We suggest that similar studies involving other tick and Borrelia species should be conducted to answer the question of whether our data are specific to the European case of B. afzelii and I. ricinus, or a general phenomenon that tick saliva is dispensable for successful Borrelia transmission.

Conclusion

In this study, we have:

Identified and validated four tick tRNA synthetases across two developmental stages of I. ricinus. Using RNA interference, we have demonstrated that tRNA synthetases represent promising anti-tick targets, which warrant the design of selective inhibitors.
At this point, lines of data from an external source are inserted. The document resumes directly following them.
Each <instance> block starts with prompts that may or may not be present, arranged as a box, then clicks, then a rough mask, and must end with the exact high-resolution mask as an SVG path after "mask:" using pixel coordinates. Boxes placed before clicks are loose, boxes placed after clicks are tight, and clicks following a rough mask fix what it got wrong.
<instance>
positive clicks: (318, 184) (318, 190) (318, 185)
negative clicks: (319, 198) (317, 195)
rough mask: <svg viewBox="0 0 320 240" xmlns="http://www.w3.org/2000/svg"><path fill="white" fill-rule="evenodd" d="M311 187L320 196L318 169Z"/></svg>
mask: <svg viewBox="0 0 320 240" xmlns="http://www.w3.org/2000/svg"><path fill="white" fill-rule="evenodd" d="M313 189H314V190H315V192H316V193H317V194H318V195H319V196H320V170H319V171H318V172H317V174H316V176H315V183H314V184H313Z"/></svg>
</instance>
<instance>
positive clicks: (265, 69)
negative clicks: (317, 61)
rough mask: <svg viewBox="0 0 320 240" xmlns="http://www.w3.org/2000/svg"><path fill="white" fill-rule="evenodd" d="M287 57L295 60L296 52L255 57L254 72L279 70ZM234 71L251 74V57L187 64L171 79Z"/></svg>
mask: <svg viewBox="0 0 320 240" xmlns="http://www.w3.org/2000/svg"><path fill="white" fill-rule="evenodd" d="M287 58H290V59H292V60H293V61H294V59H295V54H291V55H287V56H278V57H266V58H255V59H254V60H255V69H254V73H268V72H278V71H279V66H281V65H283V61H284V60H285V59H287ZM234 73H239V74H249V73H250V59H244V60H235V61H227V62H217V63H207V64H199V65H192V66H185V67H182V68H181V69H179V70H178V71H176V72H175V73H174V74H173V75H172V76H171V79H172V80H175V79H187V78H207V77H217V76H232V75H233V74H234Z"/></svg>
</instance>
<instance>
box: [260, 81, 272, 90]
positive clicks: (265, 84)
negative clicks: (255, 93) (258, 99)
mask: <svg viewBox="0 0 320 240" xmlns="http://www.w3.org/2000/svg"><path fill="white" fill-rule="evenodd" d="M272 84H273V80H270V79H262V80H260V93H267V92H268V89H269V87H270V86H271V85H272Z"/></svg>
Demonstrated that silencing of tRNA synthetases severely impairs I. ricinus feeding and retards the normal function of tick tissues, including salivary glands, which is best exemplified by leu-tRNA KD ticks. The leu-tRNA KD nymphs gained virtually no weight from blood-feeding (0.3 mg compared to 0.24 mg of unfed nymphs). Interestingly, these severely handicapped nymphs did not lose their capacity to transmit B. afzelii spirochaetes. These data indicate that tick physiology, including salivary gland products, is dispensable for the dissemination of B. afzelii spirochaetes.

Expressed our opinion that arrest in tick feeding is not a sufficient phenotype to prevent B. afzelii transmission. This, to a large extent, negates the ambition to prevent Lyme borreliosis by antibody-mediated targeting of I. ricinus salivary proteins.